Dave stayed up till 3 in the morning to tend the fire, and then was relieved by Steve B. Those of us who stayed in our sleeping bags were very appreciative of their sacrifice, as it was not below zero when we arose the next morning. It was minus 32 outside.
By 11 a.m. we had all left the cabin for the return trail. Skins were put on for the ascent up the power line. Kelly and Brenna tried several turns from a sidehill above, but the snow was so deep they had trouble turning on the short slope without enough speed. Soon enough we reached the tracks of K Country, and before long we had another quick break in the sunshine and then it was mostly downhill back to the parking lot.
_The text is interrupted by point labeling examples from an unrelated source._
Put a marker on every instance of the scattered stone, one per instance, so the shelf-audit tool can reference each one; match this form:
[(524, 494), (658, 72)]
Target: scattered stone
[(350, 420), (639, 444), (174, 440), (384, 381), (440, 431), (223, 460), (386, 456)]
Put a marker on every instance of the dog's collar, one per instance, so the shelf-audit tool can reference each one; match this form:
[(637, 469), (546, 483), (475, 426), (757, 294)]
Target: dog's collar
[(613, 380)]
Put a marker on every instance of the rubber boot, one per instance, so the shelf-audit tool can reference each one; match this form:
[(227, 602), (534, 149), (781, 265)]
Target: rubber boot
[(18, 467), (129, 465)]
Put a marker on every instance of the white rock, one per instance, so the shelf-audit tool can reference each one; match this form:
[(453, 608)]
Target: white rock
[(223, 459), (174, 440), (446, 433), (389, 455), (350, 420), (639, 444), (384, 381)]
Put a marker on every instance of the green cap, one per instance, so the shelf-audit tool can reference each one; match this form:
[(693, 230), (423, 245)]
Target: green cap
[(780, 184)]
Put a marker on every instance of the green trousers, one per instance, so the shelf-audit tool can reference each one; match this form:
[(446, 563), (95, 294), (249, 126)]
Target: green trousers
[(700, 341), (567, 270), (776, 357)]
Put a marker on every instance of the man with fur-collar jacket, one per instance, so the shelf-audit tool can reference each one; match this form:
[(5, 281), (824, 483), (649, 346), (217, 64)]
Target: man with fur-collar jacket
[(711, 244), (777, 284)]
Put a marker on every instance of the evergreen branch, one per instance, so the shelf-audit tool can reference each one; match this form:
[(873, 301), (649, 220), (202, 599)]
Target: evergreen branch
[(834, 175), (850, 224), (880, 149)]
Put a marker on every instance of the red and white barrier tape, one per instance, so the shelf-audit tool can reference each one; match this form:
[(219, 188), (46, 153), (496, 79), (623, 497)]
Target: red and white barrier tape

What four letter word is synonymous with Elk Lakes 2013? Cold! But the tour was ably led by Steve B. and Kelly, everybody pitched in, and of course there was the fabulous dinner not to mention the gift exchange. If it hadn’t been so cold and if we had had more daylight to explore, as the setting looked magnificent… We shall return to Elk Lakes.
So how should I start… hmmm?!!!
Well, after being away from the xc ski club for aprox 4 years, after last time breaking my wrist on a sask toe tour. I attempted another adventurous tour, with a great group of people. We met up at Ribbon creek hostel, on Friday night after a few of us car pooled, for the initial first xc ski trip of 2013.
Once the 9 of us arrived at hostel, we enjoyed a little chat before we all slept the night prior to our morning adventure started.
Saturday morning, we all rised and shined before 9am, and checked temperatures, it was still reading -36, so we waited until 11am, before starting… Hmmm maybe it would warmer???? We were hoping….
We drove to parking lot at Elk pass, temperature being -33, but we geared up and got started. Sweating and working our bodies hard to stay warm and protecting our faces from the bitter cold, with scarfs and balaclava’s, whatever we had… we stopped for 2 very short breaks until we arrived at Hutt, 4 hours later.
When we entered the Hutt, it was dang cold in there. It seemed like forever to heat the Hutt with a small fireplace, but it did finally warm up after 7 hrs.Once and awhile one of us would go upstairs were we would sleep, and see if we could still see our breath.
Each one of us, brought some great food for supper, so we started to heat it up. It was an experience which was definitely a unique one. A hot steamy supper and a great one at that.
Most of the night we sat by the fireplace and continued to refill, the wood. Laughing and telling stories. We all contributed to making the living room smaller, as our room made doors and the cold disappeared quicker. Then santa’s Elf (Steve), brought the idea for opening our xmas gifts. A couple were stolen, the (horses rear end, ect) but we enjoyed the Christmas spirit around the fireplace.
Hot water bottles were used by some in our sleeping bags and others wore layers of warm clothes in their sleeping bags. We asked for volunteers throughout the night, to keep fire light. Steve, Jane , Dave and other Steve kept the fire going, thank goodness….
The morning came quick and we put our gear together after enjoying a wonderful breakfast, or left overs, whichever…
Then off we went, the morning seemed warmer… but still chilling to the bone.
We had a long hill to conquer first thing, so on the skins came. The trip back never took as long, as the way there, and it was warmer… which helped the tour back.
We all enjoyed conversation on our journey up the hill and time together. I and a few others took pictures, which was great to look back apon. The enjoyment of back country skiing, enjoyed by us all.
I will definitely do a tour like that again, it was physical, fun and a inexpensive at the same time. Everyone seemed to enjoy each others company while exploring new territory.